Phase 2: ActivityPub Foundation

Goals:

  • Implement canonical actor and object mapping.
  • Add outbox/inbox behavior for core project publication events.
  • Add HTTP Signatures and key lifecycle strategy.

Exit criteria:

  • Instance can send and receive baseline ActivityPub messages for supported objects.
  • Signature validation and delivery retry logic are documented and tested.
  • Interop checks completed against at least one external implementation target.

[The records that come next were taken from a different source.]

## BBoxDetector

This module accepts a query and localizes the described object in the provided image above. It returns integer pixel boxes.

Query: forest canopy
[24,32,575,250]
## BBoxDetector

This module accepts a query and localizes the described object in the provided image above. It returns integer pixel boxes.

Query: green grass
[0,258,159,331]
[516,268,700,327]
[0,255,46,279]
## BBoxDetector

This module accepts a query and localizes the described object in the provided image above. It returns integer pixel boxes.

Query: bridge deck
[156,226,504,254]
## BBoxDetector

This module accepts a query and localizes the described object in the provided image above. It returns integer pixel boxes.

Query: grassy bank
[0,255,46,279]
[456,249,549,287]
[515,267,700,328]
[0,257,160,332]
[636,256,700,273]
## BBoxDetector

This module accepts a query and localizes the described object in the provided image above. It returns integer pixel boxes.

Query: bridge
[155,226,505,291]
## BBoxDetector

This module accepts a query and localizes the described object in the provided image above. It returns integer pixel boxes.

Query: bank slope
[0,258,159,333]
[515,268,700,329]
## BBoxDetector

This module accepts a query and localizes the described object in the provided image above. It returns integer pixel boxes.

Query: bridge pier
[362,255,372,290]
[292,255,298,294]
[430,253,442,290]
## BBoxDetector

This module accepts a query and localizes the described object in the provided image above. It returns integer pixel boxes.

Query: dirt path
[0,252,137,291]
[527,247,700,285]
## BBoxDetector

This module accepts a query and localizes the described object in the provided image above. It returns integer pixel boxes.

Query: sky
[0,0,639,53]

Phase 3: Federation UX and Safety

Goals:

  • Federation-aware project discovery and attribution.
  • Local moderation controls for remote content and actors.
  • Abuse-report and review workflow for moderators.
  • User-level block and mute extended to remote actors and instances (no moderator gate).
  • Shareable and subscribable block lists and recommendation lists as federated first-class objects.
  • Public personal collections with AP identities.

Exit criteria:

  • Moderators can block/mute remote actors and instances.
  • Remote project visibility follows local moderation policy.
  • Audit trail exists for moderation decisions.
  • A user can block a remote actor or entire instance without moderator involvement.
  • A user can publish a block list or recommendation list and another user on any instance can subscribe to it.

Phase 4: Community Scaling

Goals:

  • Collaborative project patterns (forks/remixes, references, revisions).
  • Better onboarding, templates, and curation flows.
  • Operational hardening (backups, observability, incident playbooks).

Exit criteria:

  • Multi-contributor workflows are clear and reliable.
  • Admin operations are documented with tested recovery drills.
  • Performance and reliability SLOs are defined and measured.

Moderation Model Milestones

  • Milestone A: Local content moderation for local users, plus user-level blocks/mutes/keyword filters (no moderator gate).
  • Milestone B: Remote actor and instance policy enforcement; user-level blocks extended to remote actors and instances.
  • Milestone C: Shareable and subscribable block lists and recommendation lists as federated objects.
  • Milestone D: Transparent moderation history and appeals guidance; community-maintained shared lists.

Federation Strategy Milestones

  • Milestone A: Strictly scoped protocol subset with explicit compatibility statement.
  • Milestone B: Progressive support for richer activity types.
  • Milestone C: Interop matrix and periodic federation health review.

Review Cadence

  • Revisit priorities every 2 weeks.
  • Re-scope phases quarterly based on delivery and federation feedback.